I didn’t, because that is not my way. I could see the
surreal aspect, but I was diplomatic. It availed me nothing. He still demanded
that I surrender the object as yet uninspected, which lay in my carry-on bag. I
argued, and explained that it was one of a kind. It was a type specimen, and special
to science. He produced an alphabetical list of sciences on a sheet of paper.
“Is this archaeology or zoology?”
“Neither,” I said. “It comes under palaeontology.”
He bristled, sensing that I was being smart or worse, and
scrutinised his sheet of paper.
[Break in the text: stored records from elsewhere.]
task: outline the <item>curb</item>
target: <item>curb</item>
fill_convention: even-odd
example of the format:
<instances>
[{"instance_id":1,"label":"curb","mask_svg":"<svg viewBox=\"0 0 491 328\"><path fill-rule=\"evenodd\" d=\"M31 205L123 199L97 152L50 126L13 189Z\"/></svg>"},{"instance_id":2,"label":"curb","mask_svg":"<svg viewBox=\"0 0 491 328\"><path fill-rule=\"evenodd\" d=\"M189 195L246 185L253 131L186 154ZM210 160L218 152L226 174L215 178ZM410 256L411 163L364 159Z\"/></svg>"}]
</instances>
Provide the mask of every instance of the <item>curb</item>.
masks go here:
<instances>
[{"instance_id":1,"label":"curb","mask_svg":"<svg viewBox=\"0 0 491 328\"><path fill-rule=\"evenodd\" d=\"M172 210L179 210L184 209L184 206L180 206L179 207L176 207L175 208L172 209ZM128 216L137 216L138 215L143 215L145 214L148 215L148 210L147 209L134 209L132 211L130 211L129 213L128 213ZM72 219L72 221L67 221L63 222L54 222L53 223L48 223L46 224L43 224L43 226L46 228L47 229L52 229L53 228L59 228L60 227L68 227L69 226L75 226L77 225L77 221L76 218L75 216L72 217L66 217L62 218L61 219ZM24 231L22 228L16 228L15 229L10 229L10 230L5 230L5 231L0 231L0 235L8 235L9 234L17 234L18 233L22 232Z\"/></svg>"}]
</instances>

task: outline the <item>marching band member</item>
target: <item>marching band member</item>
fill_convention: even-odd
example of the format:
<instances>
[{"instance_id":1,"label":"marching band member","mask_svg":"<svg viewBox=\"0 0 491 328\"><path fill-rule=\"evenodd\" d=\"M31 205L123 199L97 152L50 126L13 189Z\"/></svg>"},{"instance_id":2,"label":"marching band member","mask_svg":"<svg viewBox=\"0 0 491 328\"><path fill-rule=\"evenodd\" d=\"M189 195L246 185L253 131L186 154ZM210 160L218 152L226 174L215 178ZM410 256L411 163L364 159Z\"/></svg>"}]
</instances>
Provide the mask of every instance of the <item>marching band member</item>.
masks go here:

Because I’m good at reading upside-down, I
pointed to the word he was seeking. “It means ‘study of fossils’,” I said.
I had, however, recognised that this gentleman, for all that
he was polite, well-informed on paperwork and probably well-meaning, was either
untrained or as thick as two bricks—or both. I concluded that this was not
somebody who could be trusted to look after a type specimen and treat it with
due care.
A type specimen is very special to scientists: it is the
original specimen from which a name was given. My colleague had found this
fossil, described it and named it, but now it needed some further study, which
is why he was borrowing it.
I had, in the same bag, a piece of partly metamorphosed
shale from Wales, wrapped in newspaper, so as I was arguing, I brought that to the top of the
bag. It was, after all, of no real value to me. Let me emphasise that I did
not, at any time, imply that this was the fossil because I am, after all, a
totally honest man. I spoke no lie. I cannot reasonably be held to account for the wild conclusions made by the Great Unwashed of Britain.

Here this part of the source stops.